Considering Going Vegan? Here’s What Dancers Should Know

December 21, 2023

Federica Bona, a member of the Czech National Ballet, began following a vegetarian diet when she was 11 years old. At 13, she became vegan. She was deeply concerned about animal welfare, and later felt veganism was also better for her own health and the health of the planet. When she became a professional dancer—and discovered the demands of a performing career—she wanted to make sure her body was nourished to its full potential. “The amount of hours you spend dancing onstage and in the studio cannot be compared to when you are a student,” she says. “I have three or four performances every week. And some of these, like Swan Lake, can be really hard for the body.”  

A number of dancers have turned to vegan diets for ethical or environmental reasons—or to potentially enhance their performance. Bona says she feels healthier and more energized since pivoting to only plant-based foods. But can you get enough nutrients from plants to dance your best? And does a vegan diet really improve performance?

Federica Bona smiles towards the camera while backstage during a ballet performance. Sh wears a white Romantic-style tutu with filmy off-the-shoulder sleeves and a crown of white flowers in her dark hair, which is pulled back into a bun. She is shown standing from the thighs up, clasping her hands in front of her.
Federica Bona, a member of the Czech National Ballet, has been vegan since the age of 13. Photo by Serghei Gherciu, courtesy Bona.

“The challenge is to actually get enough overall calories,” cautions Marie Scioscia, registered dietitian, founder of Cinch Nutrition, and author of Eat Right Dance Right. Scioscia says that vegan and vegetarian dancers have to eat more volume to get sufficient amounts of nutrients that are essential for fueling their bodies.

Scioscia explains that humans need all three macronutrients. “Good-quality carbohydrates, like whole-grain breads, potatoes, pasta, fruits, and vegetables” are the cornerstone of any vegan diet, she says—without them, you will lack energy and focus. Combine these with protein—like lentils, chickpeas, black beans, tofu, or tempeh—and a healthy fat, such as avocado or a handful of nuts, to maintain a steady flow of energy throughout your day.

Limiting your intake of animal foods such as red meat, eggs, and dairy has been shown to benefit overall health and longevity. In addition, plant-based foods have specific advantages for dancers. “A plant-based diet done right with lots of fruits, vegetables, and whole grains—not just a bunch of cookies—can absolutely reduce muscle soreness and promote recovery from day to day,” says Emily Harrison, registered dietitian nutritionist and founder of Nutrition for Great Performances.
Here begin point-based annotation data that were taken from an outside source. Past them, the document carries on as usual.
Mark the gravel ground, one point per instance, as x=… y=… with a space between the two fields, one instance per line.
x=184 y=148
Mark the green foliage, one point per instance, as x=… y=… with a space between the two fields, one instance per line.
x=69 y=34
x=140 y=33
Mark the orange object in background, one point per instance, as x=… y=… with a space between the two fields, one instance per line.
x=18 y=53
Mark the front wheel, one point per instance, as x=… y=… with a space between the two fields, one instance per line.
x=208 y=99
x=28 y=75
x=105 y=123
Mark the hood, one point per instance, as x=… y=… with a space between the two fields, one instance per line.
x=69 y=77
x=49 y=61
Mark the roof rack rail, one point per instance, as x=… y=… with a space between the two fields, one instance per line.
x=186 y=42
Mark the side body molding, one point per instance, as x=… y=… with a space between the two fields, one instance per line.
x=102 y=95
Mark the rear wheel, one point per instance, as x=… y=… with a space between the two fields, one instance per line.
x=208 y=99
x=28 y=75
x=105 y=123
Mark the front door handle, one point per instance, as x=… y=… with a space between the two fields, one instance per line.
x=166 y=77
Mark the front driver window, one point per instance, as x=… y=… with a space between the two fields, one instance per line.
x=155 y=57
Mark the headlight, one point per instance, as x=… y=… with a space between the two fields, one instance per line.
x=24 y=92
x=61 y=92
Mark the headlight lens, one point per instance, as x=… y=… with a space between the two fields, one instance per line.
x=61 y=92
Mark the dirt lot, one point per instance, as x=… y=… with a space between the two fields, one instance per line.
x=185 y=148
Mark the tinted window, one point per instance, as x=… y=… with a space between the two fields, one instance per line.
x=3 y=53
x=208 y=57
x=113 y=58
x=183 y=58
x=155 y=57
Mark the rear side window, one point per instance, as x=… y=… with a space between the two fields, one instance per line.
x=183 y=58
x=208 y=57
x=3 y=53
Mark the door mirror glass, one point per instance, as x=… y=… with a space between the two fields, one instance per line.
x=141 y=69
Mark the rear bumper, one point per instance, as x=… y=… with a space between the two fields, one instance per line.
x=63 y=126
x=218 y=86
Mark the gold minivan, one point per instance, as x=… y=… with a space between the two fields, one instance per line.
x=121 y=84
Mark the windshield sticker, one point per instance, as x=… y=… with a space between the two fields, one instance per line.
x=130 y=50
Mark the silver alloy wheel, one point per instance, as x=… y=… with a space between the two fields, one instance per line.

Although there is not enough evidence that a vegan diet enhances athletic performance, scientific studies have shown that consuming more plant-based foods improves digestion and reduces the risk of long-term disease like heart problems and diabetes.

Balancing Act

Be mindful of what you put into your body, says Harrison. If you cut dairy, for example, replace it with other good sources of calcium, like beans, greens, seeds, or a soy yogurt. She also advises eating more frequently—instead of eating three meals a day, divide those meals up into five or six. “The more frequent the eating pattern, the better the energy, the better the performance,” she says. Maintaining your energy balance also reduces the risk of stress fractures and other injuries.

Bone health is especially important in growing dancers, says Scioscia, who works as a registered dietitian at The Ailey School. Younger dancers need enough calcium, magnesium, and vitamin D to lay down bone, and supplements may be necessary to fill any gaps. Dancers should also watch for iron and vitamin B-12 deficiencies and ensure they get omega-3 fatty acids.

Be Flexible

If you are considering going vegan, work with your doctor or an appropriate dietitian. “There’s no one perfect way of eating for each person,” says Scioscia. “It is important to be mindful whenever you make a dietary change, so you don’t create a nutrient deficiency.”

All dancers—vegan, vegetarian, or omnivore—should be willing to adapt. “You might eat very differently during Nutcracker season than you would eat off-season,” says Harrison. “Or you might eat very differently during a summer program than when you’re not dancing and training at the same level of activity.”

Bowls of plant-based protein sources various sizes are shown from above. The bowls are a mix of wooden, ceramic, and glass and contain almonds, cashews, lentils, sunflower seeds, chickpeas, among others.
Combine carbohydrates with protein—like lentils, chickpeas, black beans, tempeh, tofu—and healthy fats to maintain energy throughout the day. Getty Images.

Being vegan or vegetarian does take a conscious effort and time to plan and prepare meals. Bona took a course in plant-based nutrition for athletes to learn more about getting the right nutrients and now has a YouTube channel called “The Vegan Ballerina” that includes her favorite recipes, including lentil soup, which she says she makes at least once a week. “It’s my go-to recipe when I don’t have time to cook.”  

Although she briefly tried using a meal-planning app, Bona says it started having a negative effect on her mental health. “Now I eat intuitively,” she says. “I try to not focus too much on counting calories or nutrients, but to listen to my body and its needs.”